Machine Head – Unatoned
Il 19/05/2025, di Dario Cattaneo.
Gruppo: Machine Head
Titolo Album: Unatoned
Genere: Groove Metal, Thrash Metal
Durata: 41 min.
Etichetta: Nuclear Blast
I Machine Head ci hanno abituato da tempo alle montagne russe. Da sempre possiamo dire… dopo l’incredibile ‘Burn My Eyes’ e il validissimo ‘The More Things Change…’ c’è stata infatti subito la sterzata Nu Metal di ‘The Burning Red’ che non è piaciuta a molti… Poi subito il ritorno al groove degli ottimi ‘Through The Ashes of Empires’ e ‘The Blackening’, il successo di ‘Locust’ (album però già più tamarro), la flessione dell’orrido ‘Catharsis’, la reazione rabbiosa di ‘Of Kingdom And Crown’ ed – eccoci – questo ‘Unatoned’. Com’è? Beh se avete sbirciato il voto in basso diremmo comunque non brutto, ma sicuramente non è nemmeno l’album che avevamo sperato. Tutto ciò però per un motivo ben preciso, che vi spieghiamo nelle prossime righe e che non riguarderà solamente i soliti cliché tipo “si sono rammolliti”, “fanno gay metal” o “Robb Flynn non capisce un cazzo”.
Il punto è che per noi ‘Unatoned’ ha un grosso difetto, che è stato quello di voler prendere una direzione precisa (canzoni corte, più melodia, approccio diretto), senza però ‘compensare’ quello che si stava abbandonando.
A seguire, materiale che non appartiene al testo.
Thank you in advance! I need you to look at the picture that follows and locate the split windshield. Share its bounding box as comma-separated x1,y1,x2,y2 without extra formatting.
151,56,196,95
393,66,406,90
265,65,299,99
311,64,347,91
Guardiamo bene ai dischi che abbiamo citato come punti alti della loro carriera (è un nostro pensiero, certo, ma dobbiamo anche dire che questa classifica è condivisa da buona parte del pubblico metal che abbiamo interrogato al riguardo), e vediamo che una caratteristica comune è la lunghezza corposa delle canzoni. Già con ‘The More Things’ comparivano brani sopra i sei minuti, su ‘Empire’ sono una buona fetta del totale, per ‘Locust’ e ‘The Blackening’ rappresentano in pratica la totalità del disco. I Machine Head si prendono tempo per costruire le canzoni, nei loro album più importanti l’hanno sempre fatto, e quando si sono affidati a soli brani brevi era perché si trattava di album di rottura, si trattava di voler qualcosa di diverso. ‘The Burning Red’ aveva brani corti, ma lì c’era stata la compensazione di cui parlavamo prima: l’afflato nu metal invece che thrash\groove richiedeva infatti quel tipo di alfabeto musicale più diretto e sputato in faccia. Tralasciando volontariamente ‘Catharsis’, già con ‘Of Kingdom And Crown’ trovavamo un tentativo di accorciamento del tempo dei brani, ma la robustezza di quell’album compensa appunto l’abbandono delle strutture più ricche, mostrando la decisione di Flynn nel seguire una direzione precisa. Ecco ‘Unatoned’ manca di questa compensazione.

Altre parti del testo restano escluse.